History called them Acadians, diners who don’t know confuse them for Creole, but in New Orleans, where it matters, it’s Cajun, baby! Having originated along Louisiana's bayou, this country-style cooking begins with a dark roux, green peppers, onions and celery and turns into something deeper and heartier, like a big bowl of gumbo or boudin (a Cajun sausage). But where to go for Cajun food in New Orleans? Well, everywhere, depending on what you want. Cochon is the lovechild of Chefs Donald Link and Stephen Stryjewski, an updated and modern Cajun resto offering housemade charcuterie and rustic seafood. For a taste of the passing ages, Arnaud’s Creole Restaurant in the heart of the French Quarter, with long green door-sized clapboard windows and whispers of ghosts, is nearing nearly a century old and exudes old New Orleans charm throughout its Jazz Bistro and genteel dining room hung with crystal chandeliers, fluted columns and mosaic tile floor. The menu highlights Shrimp Arnaud, gulf shrimp marinated in tangy Creole Remoulade sauce; oysters served five ways, speckled trout served with Creole Meunière sauce, and many more super-fresh servings from the sea.

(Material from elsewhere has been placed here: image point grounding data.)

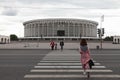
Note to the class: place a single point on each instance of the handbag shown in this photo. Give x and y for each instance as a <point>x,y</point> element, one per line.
<point>91,63</point>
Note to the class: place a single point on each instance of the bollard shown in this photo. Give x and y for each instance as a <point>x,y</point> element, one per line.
<point>97,47</point>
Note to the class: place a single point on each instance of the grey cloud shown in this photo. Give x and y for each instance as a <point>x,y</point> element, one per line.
<point>10,12</point>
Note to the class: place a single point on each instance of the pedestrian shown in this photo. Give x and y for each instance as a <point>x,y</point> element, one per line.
<point>85,56</point>
<point>52,44</point>
<point>56,46</point>
<point>61,44</point>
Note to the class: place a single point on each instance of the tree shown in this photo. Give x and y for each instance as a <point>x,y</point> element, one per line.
<point>108,38</point>
<point>13,37</point>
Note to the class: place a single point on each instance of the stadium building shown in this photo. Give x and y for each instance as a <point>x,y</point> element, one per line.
<point>60,28</point>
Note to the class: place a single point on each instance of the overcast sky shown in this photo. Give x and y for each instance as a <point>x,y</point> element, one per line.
<point>14,12</point>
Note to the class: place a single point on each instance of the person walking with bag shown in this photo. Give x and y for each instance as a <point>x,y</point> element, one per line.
<point>52,44</point>
<point>85,56</point>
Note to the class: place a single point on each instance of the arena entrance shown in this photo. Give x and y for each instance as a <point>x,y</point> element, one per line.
<point>61,33</point>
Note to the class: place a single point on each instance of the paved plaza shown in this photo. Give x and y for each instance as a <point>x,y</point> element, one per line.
<point>46,45</point>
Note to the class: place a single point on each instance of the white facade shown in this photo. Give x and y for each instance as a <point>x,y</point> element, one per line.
<point>60,28</point>
<point>116,39</point>
<point>4,39</point>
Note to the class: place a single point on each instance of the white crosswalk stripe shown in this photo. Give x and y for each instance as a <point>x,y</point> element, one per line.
<point>66,62</point>
<point>62,64</point>
<point>71,76</point>
<point>66,67</point>
<point>78,70</point>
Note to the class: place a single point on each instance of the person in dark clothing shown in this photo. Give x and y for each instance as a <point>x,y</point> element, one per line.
<point>61,44</point>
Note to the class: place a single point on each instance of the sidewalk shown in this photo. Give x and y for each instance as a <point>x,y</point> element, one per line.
<point>36,45</point>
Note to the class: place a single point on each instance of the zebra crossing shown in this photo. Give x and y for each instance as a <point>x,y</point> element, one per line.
<point>66,64</point>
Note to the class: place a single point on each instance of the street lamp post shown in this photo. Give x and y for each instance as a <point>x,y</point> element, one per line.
<point>80,36</point>
<point>101,34</point>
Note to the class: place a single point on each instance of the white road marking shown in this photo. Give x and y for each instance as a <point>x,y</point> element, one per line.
<point>71,76</point>
<point>70,70</point>
<point>63,64</point>
<point>66,67</point>
<point>68,61</point>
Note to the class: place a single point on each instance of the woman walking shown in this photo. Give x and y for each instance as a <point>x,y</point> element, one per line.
<point>85,56</point>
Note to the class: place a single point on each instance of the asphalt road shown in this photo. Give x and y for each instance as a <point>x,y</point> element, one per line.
<point>15,64</point>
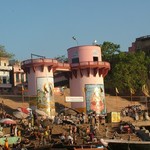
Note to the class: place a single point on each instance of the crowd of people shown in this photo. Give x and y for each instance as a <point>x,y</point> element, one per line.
<point>36,131</point>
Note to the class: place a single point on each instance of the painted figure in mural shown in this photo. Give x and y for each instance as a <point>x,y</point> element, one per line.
<point>48,88</point>
<point>97,100</point>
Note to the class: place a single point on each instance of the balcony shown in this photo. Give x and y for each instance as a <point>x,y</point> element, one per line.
<point>5,68</point>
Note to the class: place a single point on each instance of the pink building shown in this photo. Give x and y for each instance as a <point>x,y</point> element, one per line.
<point>86,72</point>
<point>87,78</point>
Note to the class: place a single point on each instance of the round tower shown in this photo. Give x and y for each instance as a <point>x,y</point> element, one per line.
<point>40,75</point>
<point>87,78</point>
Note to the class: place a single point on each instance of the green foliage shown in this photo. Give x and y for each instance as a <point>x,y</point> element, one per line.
<point>109,50</point>
<point>128,70</point>
<point>3,53</point>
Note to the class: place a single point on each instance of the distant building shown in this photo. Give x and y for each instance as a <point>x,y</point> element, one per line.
<point>5,70</point>
<point>17,77</point>
<point>141,44</point>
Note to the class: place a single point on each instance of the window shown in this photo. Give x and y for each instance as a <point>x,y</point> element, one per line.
<point>95,58</point>
<point>17,77</point>
<point>75,60</point>
<point>4,80</point>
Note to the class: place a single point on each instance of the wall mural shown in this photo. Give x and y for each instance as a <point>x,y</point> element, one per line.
<point>45,94</point>
<point>95,98</point>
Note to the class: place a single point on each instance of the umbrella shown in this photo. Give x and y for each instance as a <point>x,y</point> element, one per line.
<point>24,110</point>
<point>68,121</point>
<point>68,111</point>
<point>40,112</point>
<point>20,115</point>
<point>7,121</point>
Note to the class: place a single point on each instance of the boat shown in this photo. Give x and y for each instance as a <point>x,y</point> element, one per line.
<point>127,145</point>
<point>88,146</point>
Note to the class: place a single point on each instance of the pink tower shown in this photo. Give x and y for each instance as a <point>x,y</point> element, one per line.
<point>87,78</point>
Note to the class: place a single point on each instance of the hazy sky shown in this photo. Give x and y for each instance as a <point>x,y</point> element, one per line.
<point>46,27</point>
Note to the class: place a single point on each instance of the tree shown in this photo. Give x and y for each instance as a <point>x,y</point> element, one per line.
<point>130,71</point>
<point>3,53</point>
<point>109,49</point>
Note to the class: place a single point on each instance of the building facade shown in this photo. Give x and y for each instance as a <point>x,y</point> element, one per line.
<point>5,69</point>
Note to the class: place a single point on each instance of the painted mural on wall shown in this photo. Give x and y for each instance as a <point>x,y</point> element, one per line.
<point>44,94</point>
<point>95,98</point>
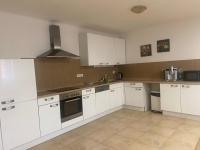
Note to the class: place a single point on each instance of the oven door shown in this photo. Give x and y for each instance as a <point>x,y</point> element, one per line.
<point>71,108</point>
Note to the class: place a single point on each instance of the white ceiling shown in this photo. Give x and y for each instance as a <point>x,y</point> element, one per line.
<point>108,15</point>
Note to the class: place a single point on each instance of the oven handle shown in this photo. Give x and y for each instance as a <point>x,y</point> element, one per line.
<point>73,100</point>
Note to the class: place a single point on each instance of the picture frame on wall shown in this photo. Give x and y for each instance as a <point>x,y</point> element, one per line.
<point>163,45</point>
<point>145,50</point>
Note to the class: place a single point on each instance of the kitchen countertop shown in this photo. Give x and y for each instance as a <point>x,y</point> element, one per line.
<point>151,81</point>
<point>42,94</point>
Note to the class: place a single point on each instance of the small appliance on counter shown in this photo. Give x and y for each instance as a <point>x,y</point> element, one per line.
<point>191,75</point>
<point>172,74</point>
<point>119,76</point>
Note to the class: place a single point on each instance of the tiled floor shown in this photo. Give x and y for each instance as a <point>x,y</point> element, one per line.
<point>129,130</point>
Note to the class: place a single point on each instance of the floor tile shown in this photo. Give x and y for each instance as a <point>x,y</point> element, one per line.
<point>129,130</point>
<point>176,145</point>
<point>153,140</point>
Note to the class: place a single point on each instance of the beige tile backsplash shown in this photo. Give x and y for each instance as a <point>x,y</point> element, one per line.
<point>61,72</point>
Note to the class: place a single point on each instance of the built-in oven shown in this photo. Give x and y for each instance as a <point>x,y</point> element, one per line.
<point>71,105</point>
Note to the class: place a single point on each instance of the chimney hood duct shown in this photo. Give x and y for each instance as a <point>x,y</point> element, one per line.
<point>55,42</point>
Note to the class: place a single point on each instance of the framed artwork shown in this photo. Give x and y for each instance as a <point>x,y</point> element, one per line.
<point>163,45</point>
<point>145,50</point>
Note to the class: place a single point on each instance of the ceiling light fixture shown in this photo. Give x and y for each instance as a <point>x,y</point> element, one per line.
<point>138,9</point>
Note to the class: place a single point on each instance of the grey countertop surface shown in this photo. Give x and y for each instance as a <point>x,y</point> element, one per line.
<point>47,93</point>
<point>42,94</point>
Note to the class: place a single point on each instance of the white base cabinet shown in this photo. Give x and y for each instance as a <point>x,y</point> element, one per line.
<point>136,94</point>
<point>1,145</point>
<point>19,124</point>
<point>190,99</point>
<point>170,97</point>
<point>102,101</point>
<point>50,120</point>
<point>17,80</point>
<point>116,97</point>
<point>89,105</point>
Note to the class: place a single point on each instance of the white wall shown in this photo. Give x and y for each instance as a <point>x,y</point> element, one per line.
<point>184,37</point>
<point>26,37</point>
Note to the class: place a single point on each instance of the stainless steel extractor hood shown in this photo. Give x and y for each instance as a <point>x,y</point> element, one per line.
<point>55,41</point>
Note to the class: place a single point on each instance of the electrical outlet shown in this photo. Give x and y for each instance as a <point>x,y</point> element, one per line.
<point>80,75</point>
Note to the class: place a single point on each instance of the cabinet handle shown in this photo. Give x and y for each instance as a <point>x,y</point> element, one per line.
<point>8,108</point>
<point>8,102</point>
<point>54,105</point>
<point>185,86</point>
<point>138,89</point>
<point>88,90</point>
<point>49,99</point>
<point>173,85</point>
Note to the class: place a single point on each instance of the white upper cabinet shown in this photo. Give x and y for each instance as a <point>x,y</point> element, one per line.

Enjoy Cuban culinary excellence in Miami

There are approximately 1.2 million Cubans in the Greater Miami Region – the migration began during the 15 year period after the Cuban Revolution; after that, it continued for economic reasons. The presence of this large Cuban population lends itself well to the general culture of Miami, opening up a Little Havana neighborhood filled with restaurants and cafés serving traditional Cubano sandwiches, cortaditos, and traditional meals like vaca frita. Many restaurants have been around since the ‘70s, as evidenced by the glowing neon exterior of Puerto Sagua’s wood-paneled fixtures with large murals of Havana. Located in South Beach, Puerto Sagua is an always delicious hub of tourists, South Beach Cuban exiles and adventurous locals chowing down on pernil asado (pork shoulder braised with onions and spices) and homemade flan, drizzled over with caramel sauce.

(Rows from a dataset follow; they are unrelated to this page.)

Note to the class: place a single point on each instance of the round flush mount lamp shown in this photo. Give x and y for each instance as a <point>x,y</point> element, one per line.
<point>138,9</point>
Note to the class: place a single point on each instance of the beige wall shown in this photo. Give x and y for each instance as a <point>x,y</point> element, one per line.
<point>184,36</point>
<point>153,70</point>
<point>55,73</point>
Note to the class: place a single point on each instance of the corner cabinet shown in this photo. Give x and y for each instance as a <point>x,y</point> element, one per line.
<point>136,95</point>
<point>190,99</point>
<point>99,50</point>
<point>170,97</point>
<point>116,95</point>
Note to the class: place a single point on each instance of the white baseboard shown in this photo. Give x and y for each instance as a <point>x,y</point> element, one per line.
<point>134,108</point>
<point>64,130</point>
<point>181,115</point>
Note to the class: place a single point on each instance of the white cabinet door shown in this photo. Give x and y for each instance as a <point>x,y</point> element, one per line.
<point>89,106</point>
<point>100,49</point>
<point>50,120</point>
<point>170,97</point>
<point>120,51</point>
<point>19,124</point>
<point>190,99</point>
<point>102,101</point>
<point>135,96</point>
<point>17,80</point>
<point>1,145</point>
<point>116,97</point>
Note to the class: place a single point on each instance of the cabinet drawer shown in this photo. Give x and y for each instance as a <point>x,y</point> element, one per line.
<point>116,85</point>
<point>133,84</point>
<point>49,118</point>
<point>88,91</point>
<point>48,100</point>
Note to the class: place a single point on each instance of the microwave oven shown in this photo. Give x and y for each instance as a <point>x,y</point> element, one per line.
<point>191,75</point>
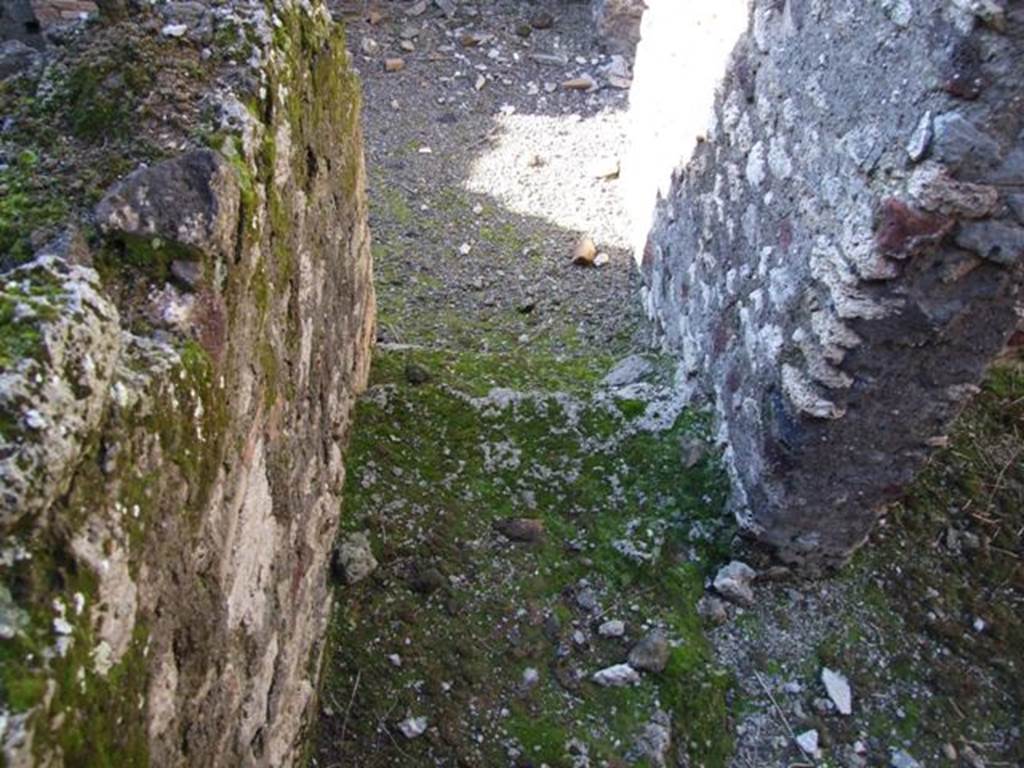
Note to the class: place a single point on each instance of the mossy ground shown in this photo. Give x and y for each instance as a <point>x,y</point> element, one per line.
<point>431,468</point>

Memphis barbecue will resolve those Memphis blues

Barbecue has always been a point of contention – all Southern states think they’ve perfected it, many of their reputations are buffered by history and reputation, and each state follows its own style. But Memphis is up there. Dry rubbed but never dry, Memphis has one of the most amenable while simultaneously distinct styles in American Barbecue. Sauce on the side, of varying bases (tomato, vinegar, or mustard depending on the place), ribs cut St. Louis style, nicely and neatly, mopped or thickly caked with rub, Memphis cooks to taste. Memphis newbies will get a real education in the art of the ribs and rub at Charles Vergo’s Rendezvous Charcoal Ribs, where they’ve been cooking his signature paprika-heavy ribs over charcoal since 1948. For a more contemporary view of the BBQ scene, Central BBQ has been on a scene for just over a decade and in that time, has amassed a loyal following. They slow-smoke their pork for over 14 hours, ribs overnight and brisket for three. Diners happy chow down out on the snazzy outdoor patio and have their signature pork, ribs, or brisket plates delivered by servers in tie-dye shirts.